MetricFull nameWhat it measures
LCPLargest Contentful PaintTime until the largest visible element loads
CLSCumulative Layout ShiftVisual stability — how much layout shifts during load
FCPFirst Contentful PaintTime until the first text or image renders
TTFBTime to First ByteServer response time before content begins
INPInteraction to Next PaintResponsiveness (where supported)

Supported browser engines

EngineNotes
ChromiumDefault; broadest compatibility
FirefoxGecko engine; for cross-browser coverage
WebKitPowers Safari; recommended for iOS-representative testing

Setup

Step 1: Create a browser monitor

  1. In the sidebar, under CONFIGURE MONITORING, click Monitors.
  2. Click + Add New Monitor.
  3. In the monitor type picker, select Browser.
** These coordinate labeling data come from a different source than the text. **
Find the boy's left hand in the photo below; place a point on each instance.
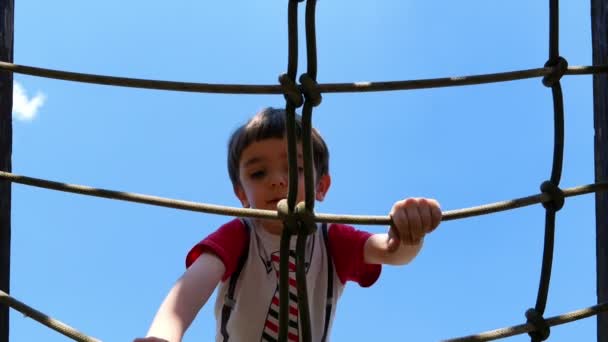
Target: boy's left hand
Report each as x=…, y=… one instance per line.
x=412, y=219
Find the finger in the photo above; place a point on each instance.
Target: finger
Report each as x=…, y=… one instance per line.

Step 2: Configure the monitor

FieldDescription
URLThe page to load (must be publicly reachable from APIContext nodes)
Browser engineChromium, Firefox, or WebKit
ViewportWidth × height in pixels (default: 1280 × 720)
Timeout (ms)Maximum page-load time before marking as failed
Wait forload, domcontentloaded, or networkidle — when to stop the timer

Step 3: Add assertions

Use the Assertions tab to define pass/fail criteria:

  • HTTP status — must be 2xx (checked before rendering)
  • LCP ≤ N ms — Largest Contentful Paint within budget
  • CLS ≤ N — Layout shift score within budget (Google recommendation: < 0.1)
  • FCP ≤ N ms — First Contentful Paint within budget
  • No console errors — fail if the browser logs any errors

Step 4: Add to a schedule

Add the monitor to a schedule. Browser monitors are typically run less frequently than HTTP monitors — every 15–60 minutes is common — because headless browser runs are heavier workloads.